Incorrect power management with PRIME configuration

eric.esteban28 · October 25, 2020, 9:29pm

Currently I am forced to use version 440 drivers because with the new versions 450 and 450 it does not make a correct use of the power management with the PRIME offloading configuration.

With the new drivers the graphics consumes more Watts when it is idle, so the computer heats up more and the fans are always running (with version 440 they are always off unless you are using Nvidia). It takes away a lot of autonomy.

I don’t know if the problem may be a configuration problem (it should have a correct configuration because with the 440 it works well) or if it is a driver problem. With the nvidia_smi command, with the device doing nothing, the power state is in the P8 state with 440 and P0 with 450 or 455.

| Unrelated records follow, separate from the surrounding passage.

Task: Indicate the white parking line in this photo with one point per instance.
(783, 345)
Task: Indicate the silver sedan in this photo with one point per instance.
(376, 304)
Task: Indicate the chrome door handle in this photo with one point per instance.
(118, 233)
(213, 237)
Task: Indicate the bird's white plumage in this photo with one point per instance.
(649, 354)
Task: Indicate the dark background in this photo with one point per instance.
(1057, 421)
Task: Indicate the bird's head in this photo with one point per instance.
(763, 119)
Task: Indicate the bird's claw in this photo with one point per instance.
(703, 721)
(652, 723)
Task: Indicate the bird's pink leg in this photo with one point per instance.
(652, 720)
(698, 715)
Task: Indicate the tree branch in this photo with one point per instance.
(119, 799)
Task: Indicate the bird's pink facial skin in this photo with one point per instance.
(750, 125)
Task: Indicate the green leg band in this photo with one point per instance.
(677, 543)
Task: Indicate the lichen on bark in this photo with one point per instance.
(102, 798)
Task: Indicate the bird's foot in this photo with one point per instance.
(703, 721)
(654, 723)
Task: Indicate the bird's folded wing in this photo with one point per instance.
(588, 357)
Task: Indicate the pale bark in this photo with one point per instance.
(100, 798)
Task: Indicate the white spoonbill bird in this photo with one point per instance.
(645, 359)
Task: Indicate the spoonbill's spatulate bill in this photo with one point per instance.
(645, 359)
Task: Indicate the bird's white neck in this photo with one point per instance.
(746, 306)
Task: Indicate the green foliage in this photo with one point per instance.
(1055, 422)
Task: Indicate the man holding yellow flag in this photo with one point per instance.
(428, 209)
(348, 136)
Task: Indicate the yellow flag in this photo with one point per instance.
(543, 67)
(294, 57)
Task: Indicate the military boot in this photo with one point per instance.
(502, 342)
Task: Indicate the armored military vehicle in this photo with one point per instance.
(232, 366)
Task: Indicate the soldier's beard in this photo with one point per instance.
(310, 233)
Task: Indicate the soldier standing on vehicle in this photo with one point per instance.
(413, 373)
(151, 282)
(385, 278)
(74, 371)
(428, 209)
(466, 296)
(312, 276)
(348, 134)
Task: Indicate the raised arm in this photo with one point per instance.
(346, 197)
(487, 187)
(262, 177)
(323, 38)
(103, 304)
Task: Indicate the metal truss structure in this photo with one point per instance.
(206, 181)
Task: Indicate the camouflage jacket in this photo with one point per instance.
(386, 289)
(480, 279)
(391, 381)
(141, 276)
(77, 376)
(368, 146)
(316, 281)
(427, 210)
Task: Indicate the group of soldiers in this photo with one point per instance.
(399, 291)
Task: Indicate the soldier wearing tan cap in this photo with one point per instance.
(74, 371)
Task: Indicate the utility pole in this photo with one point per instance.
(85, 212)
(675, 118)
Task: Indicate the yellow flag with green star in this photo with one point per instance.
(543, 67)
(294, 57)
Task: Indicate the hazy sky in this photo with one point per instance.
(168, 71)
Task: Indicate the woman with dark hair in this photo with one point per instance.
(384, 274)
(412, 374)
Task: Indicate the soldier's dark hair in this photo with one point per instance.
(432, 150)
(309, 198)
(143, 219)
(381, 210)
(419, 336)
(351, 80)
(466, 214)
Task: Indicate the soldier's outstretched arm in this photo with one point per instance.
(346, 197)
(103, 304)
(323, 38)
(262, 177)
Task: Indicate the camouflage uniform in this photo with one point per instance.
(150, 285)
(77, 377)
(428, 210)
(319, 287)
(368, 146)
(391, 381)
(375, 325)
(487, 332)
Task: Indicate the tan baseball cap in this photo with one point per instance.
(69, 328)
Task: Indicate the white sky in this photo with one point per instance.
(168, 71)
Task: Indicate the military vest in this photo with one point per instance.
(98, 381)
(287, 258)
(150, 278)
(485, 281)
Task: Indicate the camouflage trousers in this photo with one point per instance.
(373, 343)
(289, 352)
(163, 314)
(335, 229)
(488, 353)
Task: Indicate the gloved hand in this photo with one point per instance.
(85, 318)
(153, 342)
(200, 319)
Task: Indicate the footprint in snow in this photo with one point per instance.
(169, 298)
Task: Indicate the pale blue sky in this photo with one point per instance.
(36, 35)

Here you can see both nvidia_smi.

nvidia_smi 440:

±----------------------------------------------------------------------------+
| NVIDIA-SMI 440.100 Driver Version: 440.100 CUDA Version: 10.2 |
|-------------------------------±---------------------±---------------------+
| GPU Name Persistence-M| Bus-Id Disp.A | Volatile Uncorr. ECC |
| Fan Temp Perf Pwr:Usage/Cap| Memory-Usage | GPU-Util Compute M. |
|===============================+======================+======================|
| 0 GeForce RTX 2060 Off | 00000000:01:00.0 Off | N/A |
| N/A 42C P8 1W / N/A | 16MiB / 5934MiB | 0% Default |
±------------------------------±---------------------±---------------------+

±----------------------------------------------------------------------------+
| Processes: GPU Memory |
| GPU PID Type Process name Usage |
|=============================================================================|
| 0 888 G /usr/lib/Xorg 14MiB |
±----------------------------------------------------------------------------+
WARNING: infoROM is corrupted at gpu 0000:01:00.0

nvidia_smi 455:

±----------------------------------------------------------------------------+
| NVIDIA-SMI 455.28 Driver Version: 455.28 CUDA Version: 11.1 |
|-------------------------------±---------------------±---------------------+
| GPU Name Persistence-M| Bus-Id Disp.A | Volatile Uncorr. ECC |
| Fan Temp Perf Pwr:Usage/Cap| Memory-Usage | GPU-Util Compute M. |
| | | MIG M. |
|===============================+======================+======================|
| 0 GeForce RTX 2060 Off | 00000000:01:00.0 Off | N/A |
| N/A 51C P0 12W / N/A | 5MiB / 5934MiB | 0% Default |
| | | N/A |
±------------------------------±---------------------±---------------------+

±----------------------------------------------------------------------------+
| Processes: |
| GPU GI CI PID Type Process name GPU Memory |
| ID ID Usage |
|=============================================================================|
| 0 N/A N/A 910 G /usr/lib/Xorg 4MiB |
±----------------------------------------------------------------------------+

My equipment is an MSI GS65 Stealth 8SE (intel 8750HQ+RTX2060) with Manjaro KDE, kernel 5.8 and Xorg 1.20.9. Attached nvidia_bug_report of both drivers.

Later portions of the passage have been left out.